Leonore, a promising singer from a musical family, in September 1880 divorced David and resumed her singing career. Fanny spent her early years traveling with her mother on her operatic tours. After false starts in Australasia, she took Fanny and her younger brother to San Francisco, California in 1883. Leonore Davis remarried but died of peritonitis in San Francisco on 29 December 1884, shortly after remarrying, to Herman Adler. After her mother's death, Alda was sent to live with her maternal grandparents, Martin and Fanny Simonsen, in Melbourne, Victoria, Australia.

She sang in productions of Gilbert and Sullivan in Melbourne before leaving Australia for Europe at the age of 22 in order to undertake additional study and pursue an international singing career like her future soprano rival Nellie Melba. After receiving lessons in Paris from the renowned teacher Mathilde Marchesi, who gave her her stage name, Alda made her debut at the Opéra-Comique in 1904 in Jules Massenet's Manon. She appeared at the Royal Opera House Covent Garden in 1906, and at La Scala, Milan, during the 1906-08 seasons.

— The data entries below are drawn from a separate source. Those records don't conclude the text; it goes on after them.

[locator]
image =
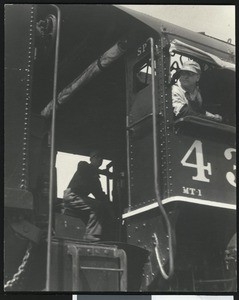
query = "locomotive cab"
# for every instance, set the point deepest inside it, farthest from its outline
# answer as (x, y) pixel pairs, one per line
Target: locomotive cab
(100, 77)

In 1908, the former La Scala impresario Giulio Gatti-Casazza became director of the Metropolitan Opera. On 7 December 1908 Alda made her debut there. On 4 April 1910, Alda and Gatti-Casazza married. According to American Art News (New York, 19 March 1910), Adolfo Müller-Ury was painting Alda just before her marriage. It was in New York that Alda furthered her career, appearing to acclaim in such famous operas as Martha, Manon Lescaut, Otello, Faust, Mefistofele and La bohème. She began recording for the Victor Talking Machine Company in 1908 and several of her records became best-sellers. She created the title roles in Victor Herbert's Madeleine and Henry Hadley's Cleopatra's Night as well as Roxane in Walter Damrosch's Cyrano. She also sang regularly with Enrico Caruso.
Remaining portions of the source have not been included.